How to Handle Controversial Speakers on Campus

A 3-Point Checklist to Help Universities Avoid a 'Heckler's Veto'

When student protestors at Georgetown Law Center’s immigration conference in October 2018 interrupted the scheduled keynote address of then-Acting Homeland Security Director Kevin McAleenan, they effectively drove him from the stage. McAleenan left without giving his speech when it became clear protestors would not allow him to be heard.

The McAleenan incident, which compelled Georgetown Law to re-evaluate its free-speech and expression policies, is just one of many recent “heckler’s veto” incidents in which college students shouted down a controversial speaker. University administrators, faculty, and students around the country are grappling with difficult questions regarding how to handle these incidents, chief among them: How do you properly balance the rights of students who want to listen with the rights of those who would protest?

Bradley Jackson, senior program officer at the Institute for Humane Studies, says that student protests should not become exercises in de-platforming speakers.

Bradley Jackson, senior program officer at the Institute for Humane Studies (IHS), at an IHS seminar on “Threats to Academic Freedom.”

Bradley Jackson, senior program officer at the Institute for Humane Studies (IHS), at an IHS seminar on “Threats to Academic Freedom.”

“When a politically salient figure speaks on campus, it’s an opportunity for campus activists to become politically engaged,” Jackson says. “But more importantly, from the university’s standpoint, it’s an opportunity for the broader campus community to become academically engaged: to listen and engage critically with the speaker’s words. That academic engagement is absolutely central to a university’s mission — and it can’t happen if protestors prevent the speaker from being heard.”

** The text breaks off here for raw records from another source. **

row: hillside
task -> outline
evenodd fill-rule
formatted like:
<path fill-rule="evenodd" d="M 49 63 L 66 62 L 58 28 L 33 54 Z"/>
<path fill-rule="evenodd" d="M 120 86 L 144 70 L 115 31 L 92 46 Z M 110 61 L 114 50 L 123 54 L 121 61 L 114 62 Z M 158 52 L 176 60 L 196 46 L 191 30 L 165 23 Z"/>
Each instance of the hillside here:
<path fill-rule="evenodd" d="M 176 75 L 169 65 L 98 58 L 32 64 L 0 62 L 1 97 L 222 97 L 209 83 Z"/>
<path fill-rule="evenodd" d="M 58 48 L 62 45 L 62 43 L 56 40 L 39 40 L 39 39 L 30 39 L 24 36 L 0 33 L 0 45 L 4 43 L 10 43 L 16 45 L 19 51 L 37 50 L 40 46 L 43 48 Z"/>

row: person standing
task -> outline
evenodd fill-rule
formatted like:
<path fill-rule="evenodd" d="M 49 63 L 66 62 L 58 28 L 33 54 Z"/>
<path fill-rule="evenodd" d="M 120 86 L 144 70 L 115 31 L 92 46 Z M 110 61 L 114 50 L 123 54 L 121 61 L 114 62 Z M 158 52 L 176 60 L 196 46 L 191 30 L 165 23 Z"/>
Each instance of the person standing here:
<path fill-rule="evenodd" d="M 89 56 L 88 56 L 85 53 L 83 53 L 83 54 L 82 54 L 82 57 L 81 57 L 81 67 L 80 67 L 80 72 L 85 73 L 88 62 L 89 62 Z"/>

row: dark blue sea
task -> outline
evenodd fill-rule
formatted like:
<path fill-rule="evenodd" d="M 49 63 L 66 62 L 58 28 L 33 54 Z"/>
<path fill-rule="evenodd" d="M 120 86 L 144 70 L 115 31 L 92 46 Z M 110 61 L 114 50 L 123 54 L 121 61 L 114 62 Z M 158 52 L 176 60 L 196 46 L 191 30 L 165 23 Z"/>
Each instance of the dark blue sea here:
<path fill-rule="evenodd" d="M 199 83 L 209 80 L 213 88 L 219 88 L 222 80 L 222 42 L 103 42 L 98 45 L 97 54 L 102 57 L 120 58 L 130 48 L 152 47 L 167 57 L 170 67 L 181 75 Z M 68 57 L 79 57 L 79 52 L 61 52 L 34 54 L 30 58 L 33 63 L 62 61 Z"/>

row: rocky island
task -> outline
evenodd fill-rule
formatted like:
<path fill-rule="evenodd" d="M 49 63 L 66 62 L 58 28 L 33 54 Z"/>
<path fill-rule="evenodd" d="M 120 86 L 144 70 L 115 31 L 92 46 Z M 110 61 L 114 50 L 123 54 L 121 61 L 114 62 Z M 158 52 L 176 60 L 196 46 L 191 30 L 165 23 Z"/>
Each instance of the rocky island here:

Preventing a heckler’s veto in real time, however, is a challenge. At the McAleenan incident at Georgetown Law, event organizers were ignored when they asked protestors to quiet down. No university wants to introduce violence into a nonviolent situation by having disruptive protestors forcibly removed. Some institutions, including Georgetown Law, are considering punishing protestors after the fact; but without careful policy making and application, such punishments could be perceived as anti-democratic, inflicting lasting damage to students’ trust in the institution.

Facing these challenges, universities should understand that the smartest time to tackle a potentially volatile speaker situation is not during an event or afterward — it’s long before.

Here is a three-point checklist of action items that may help universities defuse campus-speaker crises before they begin:

1. Establish campuswide speaker guidelines that commit the university to evaluating speakers based on whether their presence will contribute to academic discourse.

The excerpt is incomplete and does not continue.